Dans un message à l’occasion de la Journée internationale pour l’élimination totale des armes nucléaires (26 septembre), M. Guterres a relevé que le monde vit le “plus grand risque nucléaire” de ces quarante dernières années, notant qu’il y avait encore plus de 14.000 armes nucléaires dans le monde.

Bien que ce nombre ait diminué au cours des dernières décennies, il a indiqué que plusieurs pays augmentent leur puissance militaire de manière qualitative, évoquant les “signes inquiétants d’une nouvelle course aux armements”.

Plus de 140 pays ont adopté une déclaration visant à améliorer la sécurité nucléaire.

Citant ce qu’il a appelé des “signes d’espoir”, le Chef de l’ONU a mentionné l’extension de l’accord entre la Russie et les États-Unis, le New Start, et le traité sur la non-prolifération des armes nucléaires.

Il a, en outre, insisté sur la responsabilité des Etats membres de continuer à construire sur ces avancées.

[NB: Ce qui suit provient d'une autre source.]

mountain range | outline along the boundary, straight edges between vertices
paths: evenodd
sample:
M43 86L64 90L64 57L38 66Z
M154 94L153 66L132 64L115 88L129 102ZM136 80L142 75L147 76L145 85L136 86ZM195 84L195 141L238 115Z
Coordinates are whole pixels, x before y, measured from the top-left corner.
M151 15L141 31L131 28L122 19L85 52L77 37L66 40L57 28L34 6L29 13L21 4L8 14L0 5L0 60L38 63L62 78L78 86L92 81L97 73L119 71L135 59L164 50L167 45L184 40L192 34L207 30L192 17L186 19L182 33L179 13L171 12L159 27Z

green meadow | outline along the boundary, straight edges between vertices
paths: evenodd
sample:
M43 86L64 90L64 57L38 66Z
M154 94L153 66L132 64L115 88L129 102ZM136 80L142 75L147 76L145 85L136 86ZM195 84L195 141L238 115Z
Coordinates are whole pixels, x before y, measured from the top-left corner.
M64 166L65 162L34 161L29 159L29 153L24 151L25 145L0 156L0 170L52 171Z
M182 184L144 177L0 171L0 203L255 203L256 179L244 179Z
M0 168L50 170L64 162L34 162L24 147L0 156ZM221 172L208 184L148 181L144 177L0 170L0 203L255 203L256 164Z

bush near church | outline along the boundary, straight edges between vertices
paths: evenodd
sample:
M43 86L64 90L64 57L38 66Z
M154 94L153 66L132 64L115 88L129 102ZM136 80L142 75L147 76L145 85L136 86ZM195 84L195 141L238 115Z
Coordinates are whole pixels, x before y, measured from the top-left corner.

Selon M. Guterres, ces documents ouvrent une “fenêtre d’opportunité” pour que tous les pays prennent des initiatives tangibles afin de prévenir l’utilisation de ces armes et les éliminer “une fois pour toutes”.

Une réunion de haut niveau est prévue pour le 28 septembre afin de permettre aux États Membres de l’Assemblée générale de discuter de la menace des armes nucléaires et de la nécessité de les éliminer.